The Wind Power ‘chicken and Egg’ Problem in the Eastern Interconnection

Michael Giberson

Utility-scale renewable power is sometimes said to suffer from a “chicken and egg” problem when the high quality renewable resources are far from existing customer load or suitable long-distance transmission lines. The asserted problem is that no one would develop the renewable resource unless they have a means to move the power to market, but no one would develop the transmission to move the resource to market until the generation resources were there (or at least under construction).

Development of new, ordinary, non-renewable generation faces the same need to  deliver its product to market, but a number of factors make the problem much smaller.  In vertically integrated utility systems, the same utility is making transmission and generation plans, and so the chickens and eggs can emerge simultaneously (and no one has to argue whether the chicken or egg must come first).

With merchant generation, the problem is sometimes significant, but generator sites are often selected so as to minimize the amount of transmission building that needs to be done.  In addition, interconnection to federally-regulated transmission lines is done via carefully orchestrated processes.  While the slow and sometimes awkward interconnection queuing processes present their own problems, the requisite step-by-step movement can help pace generation additions and transmission additions.  Development of large merchant generators is also a slow process, allowing transmission additions plenty of time to keep up.  On the other hand, if you have the materials in hand then wind power projects can be developed relatively quickly.

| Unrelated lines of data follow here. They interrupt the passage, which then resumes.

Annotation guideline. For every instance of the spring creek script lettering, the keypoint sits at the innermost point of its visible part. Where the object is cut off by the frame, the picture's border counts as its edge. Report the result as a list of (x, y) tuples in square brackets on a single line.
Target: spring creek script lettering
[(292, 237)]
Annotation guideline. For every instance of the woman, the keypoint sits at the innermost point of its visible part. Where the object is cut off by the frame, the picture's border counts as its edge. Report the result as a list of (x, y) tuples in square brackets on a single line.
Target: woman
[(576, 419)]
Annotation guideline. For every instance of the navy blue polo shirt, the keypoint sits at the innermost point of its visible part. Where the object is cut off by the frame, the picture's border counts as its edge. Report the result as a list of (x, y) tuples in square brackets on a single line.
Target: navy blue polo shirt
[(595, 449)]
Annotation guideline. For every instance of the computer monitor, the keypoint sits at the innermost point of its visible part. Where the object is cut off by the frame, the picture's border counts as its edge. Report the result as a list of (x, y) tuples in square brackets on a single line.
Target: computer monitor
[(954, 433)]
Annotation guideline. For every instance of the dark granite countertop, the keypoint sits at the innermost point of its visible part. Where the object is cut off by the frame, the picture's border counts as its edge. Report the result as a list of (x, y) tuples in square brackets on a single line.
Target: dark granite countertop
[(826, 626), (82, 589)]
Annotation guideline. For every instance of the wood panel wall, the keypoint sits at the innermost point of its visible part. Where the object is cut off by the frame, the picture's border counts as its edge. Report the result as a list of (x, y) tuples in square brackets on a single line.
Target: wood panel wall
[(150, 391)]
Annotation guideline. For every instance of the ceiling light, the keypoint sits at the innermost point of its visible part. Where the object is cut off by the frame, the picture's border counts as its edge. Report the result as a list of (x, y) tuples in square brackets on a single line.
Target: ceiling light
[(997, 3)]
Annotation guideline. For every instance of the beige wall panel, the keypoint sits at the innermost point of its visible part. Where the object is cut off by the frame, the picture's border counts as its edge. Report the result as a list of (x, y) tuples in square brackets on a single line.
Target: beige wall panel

The PUC of Texas, with its “Competitive Renewable Energy Zone” (CREZ) process for developing transmission plans in advance of extensive renewable power growth, has been lauded by renewable power advocates for solving the “chicken and egg” problem.  As noted here two weeks back, the PUC has recently selected the companies to build transmission lines deemed needed to accommodate existing and forthcoming wind power development.  California is developing with a similar effort.

In the broad-scale Eastern Interconnection, which covers most of the U.S. and Canada east of the Rocky Mountain states (excepting the 85 percent of Texas in ERCOT), probably the effort most similar to that pursued by the PUC of Texas is the Joint Coordinated System Planning effort orchestrated by several regional grid operators and related parties. Today, the JCSP folks issued their most recent analysis, estimates of the transmission grid and renewable power investments required under a 5-percent wind power “reference scenario” and a 20-percent wind energy scenario based on the DOE’s Eastern Wind Integration and Transmission Study.

The JCSP 20-percent map looks like this:

JCSP_20_percent_wind_energy_scenario

The “short answer” is that reaching a 20-percent wind energy scenario is “estimated to require 15,000 miles of new extra-high voltage lines, at an estimated cost of $80 billion, in addition to $1.1 trillion in total generation capital costs by 2024.” The JCSP press release notes, helpfully, “Under both scenarios, the generation capital costs would be borne by developers, while the funding source for the needed transmission is not known at this time.”

Actually, the generation costs are partly borne by taxpayers, via various state and local subsidies, though the bulk of the costs likely fall on project investors in states with restructured wholesale markets. While the funding source of the transmission is “not known at this time,” we know the answer is almost certainly to be transmission rate payers. What is not known is which rate payers will pay how much.

One of the differences between, say, the PUC of Texas and the JCSP effort is that the latter effort is a planning process with no regulatory or ratemaking authority.

  • That difference is one reason the funding source of the transmission is “not known.”
  • Another reason is that the effort is still in a relatively early stage, much too soon to pin down costs and plan for rates.
  • A final reason is that until you start trying to assign cost shares to individual customers, everyone can look at the pretty pictures and smile.

Only later will the sharp knives come out.